Auch die häusliche Umgebung sollte den körperlichen Einschränkungen angepasst werden. So ist es für Rollstuhlfahrer beispielsweise wichtig, dass Arbeitsplatten nicht zu hoch angebracht sind oder sie sich absenken lassen, der Rollstuhl unter dem Esstisch Platz findet, Türen breit genug sind usw. Bei Einschränkungen der Gehfähigkeit sollten Stolperfallen aus dem Weg geräumt werden, eventuell sind Haltegriffe z. B. im Bad nötig.

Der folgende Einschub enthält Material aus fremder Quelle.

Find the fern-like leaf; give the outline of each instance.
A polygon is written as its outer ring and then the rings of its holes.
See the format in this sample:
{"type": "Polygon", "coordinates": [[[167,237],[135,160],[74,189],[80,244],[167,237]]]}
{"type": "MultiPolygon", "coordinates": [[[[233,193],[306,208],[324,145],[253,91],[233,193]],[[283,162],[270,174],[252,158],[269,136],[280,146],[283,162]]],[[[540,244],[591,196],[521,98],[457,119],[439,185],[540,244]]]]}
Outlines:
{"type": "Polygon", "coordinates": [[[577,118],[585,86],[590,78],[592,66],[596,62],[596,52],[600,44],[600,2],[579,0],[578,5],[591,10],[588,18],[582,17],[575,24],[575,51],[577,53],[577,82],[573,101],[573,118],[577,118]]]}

Es mag paradox klingen, aber auch ein Pflegedienst kann dazu beitragen, ein eigenständiges Leben zu ermöglichen, indem dieser Menschen mit MS bei Tätigkeiten hilft, zu denen diese nicht mehr allein imstande sind. Mit Unterstützung eines Pflegedienstes können viele Betroffene weiterhin in den eigenen vier Wänden leben.